Only small, uncharged, polar molecules and hydrophobic molecules freely pass across the membrane. In contrast, large polar molecules and all ions are impermeable. Why is like that?

Does 'polar' means 'charged'?

how can hydrophobic molecules pass through the phospholipid membrane? Do you remember it's hydrophobic inside of the phospholipid membrane?
yes polar means charged ex sugar, amino acids....etc

Ok think about it this way any anything that has a higher concentration on the outside can diffuse inside. now for small uncharged molecules they will diffuse simple through the lipid just because of the concentration gradient. For polar molecules, those cant just diffuse. They need a channel called Ion gated channel. ex. KcsA channel..its made of two ligand that displace Oxygen from K and then K can go through it. this is also dependent on concentration (high-->low). For hydrophobic molecules, they simply diffuse because the inside of the lipid is hydrophobic. This depends on the partion coefficient, which basically states the more hydrophobic the faster it will diffuse.
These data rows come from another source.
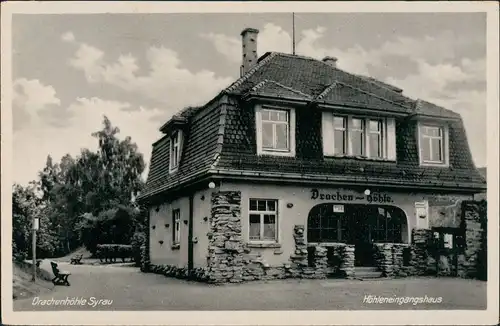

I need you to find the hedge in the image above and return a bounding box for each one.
[96,244,133,262]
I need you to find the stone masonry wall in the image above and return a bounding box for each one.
[458,201,487,280]
[207,191,245,283]
[408,229,435,276]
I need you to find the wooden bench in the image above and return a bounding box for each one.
[70,254,83,265]
[50,262,71,286]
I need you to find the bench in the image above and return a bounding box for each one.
[70,254,83,265]
[50,262,71,286]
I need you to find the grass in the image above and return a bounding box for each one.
[12,261,54,300]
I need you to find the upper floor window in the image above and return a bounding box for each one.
[256,107,295,156]
[333,117,347,155]
[170,130,182,172]
[419,124,448,165]
[349,118,366,156]
[368,120,384,158]
[322,112,396,160]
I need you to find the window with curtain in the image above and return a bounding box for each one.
[420,125,445,164]
[249,199,278,242]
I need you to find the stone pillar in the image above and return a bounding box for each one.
[411,229,432,275]
[207,191,244,283]
[285,225,308,277]
[340,245,355,278]
[461,201,487,278]
[314,246,328,278]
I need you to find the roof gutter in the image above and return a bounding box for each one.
[315,101,408,117]
[209,169,486,193]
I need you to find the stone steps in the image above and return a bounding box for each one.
[354,267,382,280]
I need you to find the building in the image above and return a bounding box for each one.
[139,28,486,282]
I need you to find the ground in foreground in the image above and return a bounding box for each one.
[14,263,487,311]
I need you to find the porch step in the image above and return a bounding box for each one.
[354,267,382,279]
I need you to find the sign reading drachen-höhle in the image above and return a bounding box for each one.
[311,189,393,203]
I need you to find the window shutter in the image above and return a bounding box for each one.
[321,112,335,156]
[386,118,396,161]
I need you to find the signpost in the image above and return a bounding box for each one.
[31,218,39,282]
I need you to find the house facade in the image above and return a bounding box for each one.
[139,28,486,282]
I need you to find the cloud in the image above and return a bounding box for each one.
[65,33,232,113]
[12,78,61,132]
[61,32,75,43]
[202,24,486,165]
[386,59,486,166]
[13,97,163,183]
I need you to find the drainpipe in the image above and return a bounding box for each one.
[188,194,194,278]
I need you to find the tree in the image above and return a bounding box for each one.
[78,116,145,252]
[12,117,145,255]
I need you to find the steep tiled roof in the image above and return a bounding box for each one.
[140,53,484,199]
[139,98,230,199]
[226,52,413,112]
[414,99,460,119]
[217,102,483,187]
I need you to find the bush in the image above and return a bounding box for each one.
[96,244,133,262]
[132,232,146,266]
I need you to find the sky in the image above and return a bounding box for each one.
[12,13,486,184]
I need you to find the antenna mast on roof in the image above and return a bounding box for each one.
[292,12,295,55]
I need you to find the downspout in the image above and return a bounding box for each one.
[188,193,194,279]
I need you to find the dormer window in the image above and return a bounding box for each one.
[322,112,396,161]
[418,123,448,165]
[170,130,182,172]
[256,106,295,156]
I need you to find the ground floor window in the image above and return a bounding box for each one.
[248,199,278,242]
[307,203,407,244]
[172,209,181,244]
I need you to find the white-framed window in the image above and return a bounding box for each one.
[368,119,384,158]
[248,199,278,242]
[333,116,347,155]
[172,209,181,245]
[322,112,396,160]
[419,124,448,165]
[349,117,366,156]
[170,130,182,172]
[256,106,295,156]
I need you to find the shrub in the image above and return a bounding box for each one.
[96,244,133,262]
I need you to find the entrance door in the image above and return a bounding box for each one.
[347,205,375,267]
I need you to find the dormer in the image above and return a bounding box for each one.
[410,100,461,167]
[321,111,396,161]
[160,115,188,173]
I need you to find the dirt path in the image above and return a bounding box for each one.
[14,263,486,310]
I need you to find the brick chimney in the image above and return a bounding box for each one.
[322,57,338,68]
[240,28,259,76]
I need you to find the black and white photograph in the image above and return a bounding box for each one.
[1,1,499,325]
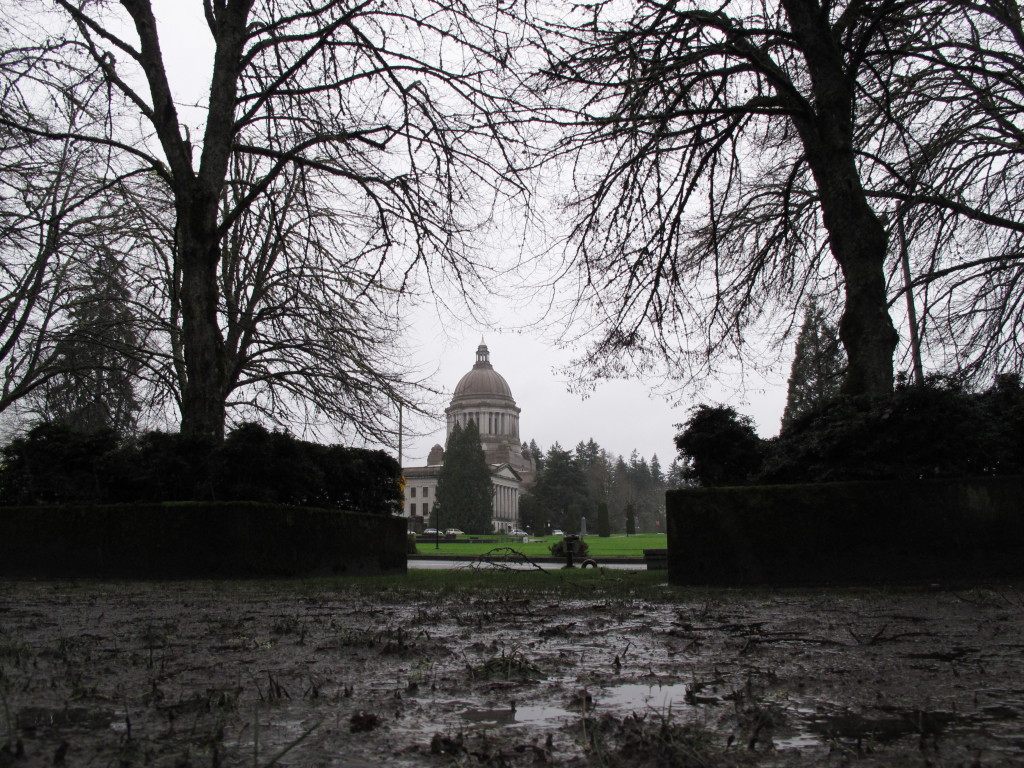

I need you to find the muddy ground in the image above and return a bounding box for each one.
[0,571,1024,768]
So now if you have two molecules with the same partion coefficient, the smaller one will diffuse faster.

As for large polar molecules, they use facilitative diffusion (type of passive transport), meaning the cant just diffuse but they depend on a transporter. For example if a glucose is present, it attaches itself to the facilitative protein and changes its confermation which opens it on the other side and releasing it there.

So if you have any polar molecule you need a type of transportation like the KcsA channel or the facilitative transporter becuase they are charged and are hyrdrophilic so cant just go inside the hydrophobic side of the lipid membrane.
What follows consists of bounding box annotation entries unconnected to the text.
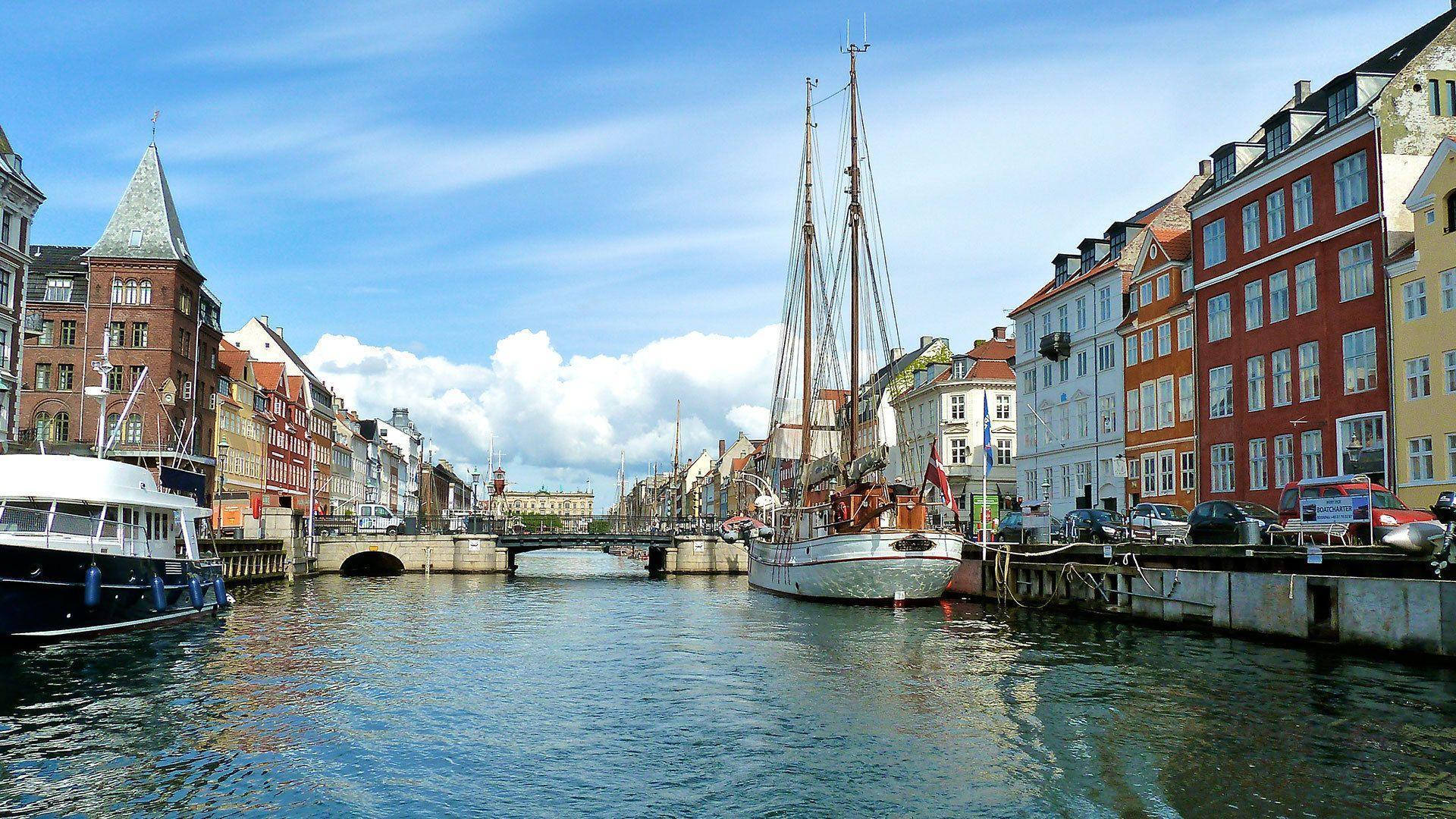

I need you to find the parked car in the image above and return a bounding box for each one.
[1062,509,1131,544]
[356,503,403,535]
[1188,500,1279,545]
[1127,503,1188,542]
[996,512,1062,544]
[1279,475,1436,544]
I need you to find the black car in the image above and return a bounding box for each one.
[1062,509,1131,544]
[996,512,1062,544]
[1188,500,1279,545]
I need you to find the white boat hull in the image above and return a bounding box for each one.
[748,531,964,602]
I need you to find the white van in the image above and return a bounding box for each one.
[356,503,400,535]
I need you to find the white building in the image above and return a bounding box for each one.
[891,326,1016,520]
[0,122,46,452]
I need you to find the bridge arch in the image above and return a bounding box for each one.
[339,549,405,577]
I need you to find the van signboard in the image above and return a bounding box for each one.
[1299,494,1370,523]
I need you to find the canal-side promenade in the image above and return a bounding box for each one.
[0,552,1456,817]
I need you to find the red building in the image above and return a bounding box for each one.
[1188,11,1456,506]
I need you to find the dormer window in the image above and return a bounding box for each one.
[1264,120,1290,156]
[1329,82,1357,125]
[1213,150,1239,187]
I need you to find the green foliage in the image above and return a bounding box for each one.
[521,512,562,532]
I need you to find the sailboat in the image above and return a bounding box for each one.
[744,44,964,604]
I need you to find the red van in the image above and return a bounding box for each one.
[1279,475,1436,544]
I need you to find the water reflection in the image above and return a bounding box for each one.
[0,552,1456,816]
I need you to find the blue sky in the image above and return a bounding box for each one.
[8,0,1447,498]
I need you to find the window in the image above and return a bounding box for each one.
[1294,259,1320,316]
[1209,293,1233,341]
[1203,218,1228,268]
[1299,430,1325,478]
[1245,356,1265,413]
[1299,341,1320,400]
[1269,350,1293,406]
[1401,278,1426,321]
[1335,152,1370,213]
[1138,381,1157,433]
[1329,82,1356,127]
[1249,438,1269,490]
[1405,356,1431,400]
[1339,242,1374,302]
[1269,271,1288,324]
[1264,189,1287,242]
[1209,364,1233,419]
[1209,443,1233,493]
[46,275,71,302]
[1407,438,1436,481]
[1157,376,1174,428]
[1290,177,1315,231]
[1274,435,1294,487]
[1244,201,1261,253]
[1244,281,1264,329]
[951,438,967,463]
[1342,328,1376,395]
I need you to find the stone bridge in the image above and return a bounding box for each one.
[315,532,748,574]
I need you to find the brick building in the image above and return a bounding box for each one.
[1119,162,1211,509]
[20,146,223,487]
[0,130,46,452]
[1190,10,1456,506]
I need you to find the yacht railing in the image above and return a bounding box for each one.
[0,501,150,557]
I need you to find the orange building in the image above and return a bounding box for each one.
[1119,163,1211,509]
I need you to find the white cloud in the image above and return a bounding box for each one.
[306,326,777,481]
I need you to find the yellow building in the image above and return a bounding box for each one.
[1386,137,1456,509]
[212,341,266,489]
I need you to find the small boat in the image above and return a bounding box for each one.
[0,455,228,642]
[738,44,964,605]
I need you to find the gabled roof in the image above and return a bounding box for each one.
[86,144,196,270]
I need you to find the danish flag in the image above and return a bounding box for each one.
[920,443,961,513]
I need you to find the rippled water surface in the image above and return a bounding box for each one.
[0,552,1456,817]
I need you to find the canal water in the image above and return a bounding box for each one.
[0,552,1456,817]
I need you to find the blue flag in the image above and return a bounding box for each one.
[981,389,993,475]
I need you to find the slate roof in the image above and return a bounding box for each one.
[86,144,196,270]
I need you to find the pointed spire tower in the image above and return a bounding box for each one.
[86,143,198,271]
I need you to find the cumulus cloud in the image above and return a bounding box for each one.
[306,326,777,481]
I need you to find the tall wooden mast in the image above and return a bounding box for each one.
[845,42,869,468]
[799,77,814,475]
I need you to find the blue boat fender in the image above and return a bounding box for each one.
[187,574,202,610]
[152,574,168,612]
[83,564,100,609]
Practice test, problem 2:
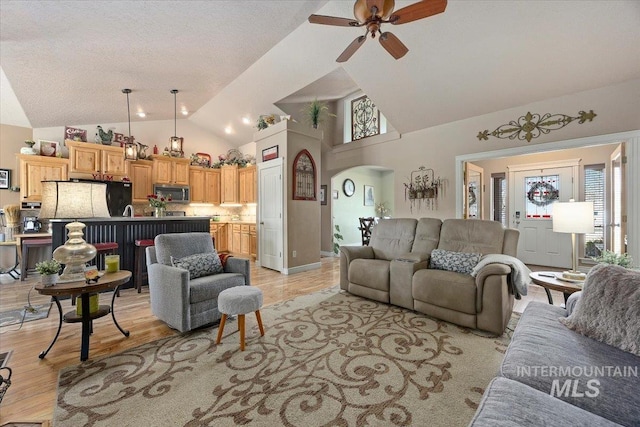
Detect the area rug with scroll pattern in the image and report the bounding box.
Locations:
[54,286,519,427]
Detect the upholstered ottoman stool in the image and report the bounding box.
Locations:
[216,286,264,351]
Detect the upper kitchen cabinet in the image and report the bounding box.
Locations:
[220,165,240,203]
[152,155,190,185]
[238,165,258,203]
[17,154,69,202]
[65,140,127,181]
[189,166,220,205]
[129,160,153,203]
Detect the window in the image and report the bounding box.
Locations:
[584,164,605,257]
[491,172,508,227]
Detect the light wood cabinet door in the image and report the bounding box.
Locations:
[173,159,189,185]
[67,141,101,174]
[100,147,126,176]
[153,156,189,185]
[129,160,153,203]
[220,165,239,203]
[209,169,220,205]
[249,225,258,259]
[189,166,205,203]
[18,155,69,202]
[153,156,173,184]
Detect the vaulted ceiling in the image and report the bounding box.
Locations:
[0,0,640,145]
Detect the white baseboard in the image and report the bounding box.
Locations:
[282,262,322,275]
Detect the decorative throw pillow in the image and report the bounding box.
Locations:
[429,249,482,274]
[171,249,223,279]
[560,264,640,356]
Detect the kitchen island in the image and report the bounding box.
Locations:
[50,216,210,288]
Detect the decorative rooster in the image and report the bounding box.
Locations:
[98,125,113,145]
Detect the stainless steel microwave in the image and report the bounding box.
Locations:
[153,184,191,203]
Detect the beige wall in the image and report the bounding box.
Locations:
[323,80,640,221]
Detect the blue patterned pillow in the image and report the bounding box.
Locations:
[429,249,482,274]
[171,249,223,279]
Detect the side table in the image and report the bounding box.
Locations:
[35,270,131,361]
[529,271,584,305]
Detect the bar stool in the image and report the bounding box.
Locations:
[133,239,153,293]
[20,237,51,282]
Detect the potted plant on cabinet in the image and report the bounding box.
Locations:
[36,259,62,287]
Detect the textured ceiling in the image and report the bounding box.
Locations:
[0,0,640,145]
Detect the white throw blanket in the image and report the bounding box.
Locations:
[471,254,531,299]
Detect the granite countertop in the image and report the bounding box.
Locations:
[49,216,210,223]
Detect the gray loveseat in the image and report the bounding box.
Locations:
[146,233,251,332]
[340,218,519,335]
[470,266,640,427]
For anything that goes against its concentration gradient it needs an active transport which uses ATP.
hopefully this helps
 
Thank you so so so much🙂



yes polar means charged ex sugar, amino acids....etc

Ok think about it this way any anything that has a higher concentration on the outside can diffuse inside. now for small uncharged molecules they will diffuse simple through the lipid just because of the concentration gradient. For polar molecules, those cant just diffuse. They need a channel called Ion gated channel. ex. KcsA channel..its made of two ligand that displace Oxygen from K and then K can go through it. this is also dependent on conentration (high-->low). For hydrophobic molecules, they simply diffuse because the inside of the lipid is hydrophobic. This depends on the partion coefficient, which basically states the more hydrophobic the faster it will diffuse.

So now if you have two molecules with the same partion coefficient, the smaller one will diffuse faster.
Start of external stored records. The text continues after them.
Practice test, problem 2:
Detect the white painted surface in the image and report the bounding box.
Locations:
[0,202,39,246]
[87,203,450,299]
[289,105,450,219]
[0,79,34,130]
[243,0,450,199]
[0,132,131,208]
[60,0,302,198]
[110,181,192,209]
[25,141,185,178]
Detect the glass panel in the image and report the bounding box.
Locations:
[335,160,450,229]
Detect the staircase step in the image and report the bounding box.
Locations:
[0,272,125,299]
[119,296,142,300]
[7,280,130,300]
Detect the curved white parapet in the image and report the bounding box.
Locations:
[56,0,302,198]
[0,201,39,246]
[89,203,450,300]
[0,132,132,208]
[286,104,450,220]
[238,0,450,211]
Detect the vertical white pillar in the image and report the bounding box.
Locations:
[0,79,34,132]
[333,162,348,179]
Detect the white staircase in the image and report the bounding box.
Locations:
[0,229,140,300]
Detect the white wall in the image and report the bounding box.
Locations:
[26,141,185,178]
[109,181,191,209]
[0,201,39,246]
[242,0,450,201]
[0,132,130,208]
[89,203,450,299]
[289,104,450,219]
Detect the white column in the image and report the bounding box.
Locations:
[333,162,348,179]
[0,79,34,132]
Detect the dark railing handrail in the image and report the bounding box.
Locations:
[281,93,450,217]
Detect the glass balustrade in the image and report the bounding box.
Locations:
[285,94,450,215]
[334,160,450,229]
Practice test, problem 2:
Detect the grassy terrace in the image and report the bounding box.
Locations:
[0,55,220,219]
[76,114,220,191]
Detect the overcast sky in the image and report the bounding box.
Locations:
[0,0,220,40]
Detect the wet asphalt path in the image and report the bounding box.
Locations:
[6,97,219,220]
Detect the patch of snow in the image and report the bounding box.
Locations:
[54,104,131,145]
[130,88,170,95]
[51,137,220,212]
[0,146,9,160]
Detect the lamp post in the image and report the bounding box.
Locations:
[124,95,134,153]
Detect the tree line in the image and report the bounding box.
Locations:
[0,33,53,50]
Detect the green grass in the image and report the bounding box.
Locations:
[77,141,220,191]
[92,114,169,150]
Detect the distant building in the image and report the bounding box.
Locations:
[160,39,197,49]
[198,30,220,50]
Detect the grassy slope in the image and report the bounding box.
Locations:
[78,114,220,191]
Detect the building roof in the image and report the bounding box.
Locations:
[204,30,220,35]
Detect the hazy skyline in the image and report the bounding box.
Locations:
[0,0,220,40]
As for large polar molecules, they use facilitative diffusion (type of passive transport), meaning the cant just diffuse but they depend on a transporter. For example if a glucose is present, it attaches itself to the facilitative protein and changes its confermation which opens it on the other side and releasing it there.

So if you have any polar molecule you need a type of transportation like the KcsA channel or the facilitative transporter becuase they are charged and are hyrdrophilic so cant just go inside the hydrophobic side of the lipid membrane.


For anything that goes against its concentration gradient it needs an active transport which uses ATP.